Eu concordo, sem pestanejar com a famosa frase de Cervantes em Dom Quixote, popularizada na letra da canção Dom de Iludir de Caetano Veloso, de que [...]cada um sabe a dor e a delícia de ser o que é, já que nossos sentimentos e emoções são muitas vezes indescritíveis, invisíveis e muito subjetivos. Porém, para mim, é quase impossível, tanto na minha vida privada quanto na profissional, não estar atento, sensível e, até mesmo, “forte” para interagir com aqueles que convivo, embora eu tenha as minhas delícias, além de inúmeras e secretas dores, que ainda tento encarar no divã do meu psicanalista. A vida é mesmo uma roda gigante, onde devemos nos sentar elegantemente, pois ela dará muitas voltas. Ora estamos com a energia lá em cima, ora estamos rastejando dentro de nós mesmos.
Há pouco mais de uma década, perdi uma amiga. Era uma das pessoas mais divertidas, munida de um discurso sagaz e alegre, mas que aos poucos foi atingida pelos infortúnios da vida. Perdeu o emprego, o namorado e a vontade de viver e, acabou se entregando para a tristeza. Seu corpo não resistiu e foi somatizando todas as suas dores, até que ela viesse à óbito por uma infecção pulmonar. Lembro-me do nosso último encontro, quando já morávamos em cidades distantes e fui visitá-la e já era possível perceber, suavemente, em seu olhar, a desilusão com o viver. Tentei alertar os amigos que viviam próximos e propor algumas coisas mesmo à distância, não tínhamos WhatsApp e o bate papo do Facebook ou o Messenger eram ferramentas mais comuns, acessadas apenas quando estávamos em casa, na frente de nossos computadores portáteis, na maioria das vezes. Foi assim que em um determinado dia, fiquei sabendo de sua despedida - as dores foram grandes e ela não resistiu.
Poucos meses atrás, comecei a receber mensagens de alguns alunos em minhas redes sociais, a primeira delas dizia algo do tipo: preciso te contar algo terrível, enquanto outras questionavam se eu sabia o que havia acontecido. Um aluno muito querido havia decidido nos deixar, parece que ele também não suportou as dores de ser e estar e resolveu adiantar seu expediente na terra. Procurei não saber como e, sabendo que ele zelava pela privacidade, não fiz nenhum tipo de postagem nas minhas redes sociais. Era a única coisa que podia fazer naquele momento para respeitá-lo, pelo pouco que o conhecia, além de sentir uma dor imensa dentro do meu peito.
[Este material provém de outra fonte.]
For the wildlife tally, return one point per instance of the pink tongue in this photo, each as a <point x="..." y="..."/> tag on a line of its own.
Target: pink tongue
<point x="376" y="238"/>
Hoje, um aluno pediu para falar comigo em particular, começou tirando da pasta uma série de laudos médicos, quando me apontou para um deles no qual estava escrito: “tentativa de autoextermínio”. Por segundos, eu fiquei paralisado e só consegui ser o mais banal dos seres humanos e dizer: pare com isso. Em seguida, me mostrou as cicatrizes, marcas das tentativas de tirar a própria vida, narrou brevemente sobre a estada em um hospital psiquiátrico enquanto eu tentava pensar no que eu poderia dizer. Começamos a chorar, nos abraçamos e disse que estarei sempre ali por ele, para o que precisasse. Naqueles minutos, o que me incomodou foi o meu despreparo para encarar a dor do outro bem diante dos meus olhos, de forma explícita, como se fosse um pedido de socorro.
Eu sei que meus amigos e eu tentamos nos amparar em nossas dores, aquelas que deixamos vazar pela respiração, pelo olhar, pela postura ou em conversas regadas com bebida alcoólica, mas é um outro tipo de interação, diferente de estar na posição de professor e acessar involuntariamente a dor máxima do outro. Sei que existem muitos protocolos, muitos modos de cooperação que requerem uma formação para isso.
Embora sempre procure ser e estar sensível para o outro, eu me sinto frágil e vulnerável em situações para as quais não estou preparado. Por isso, não posso fazer valer os versos da canção de Hyldon, regravada pela banda Jota Quest: eu vou me esquecer de tudo/ das dores do mundo, mas quero saber quem fui, quem sou e quem posso ser não apenas no que se refere às minhas dores e delícias, mas quando sou convocado para acessar as dores e as delícias daqueles com quem convivo.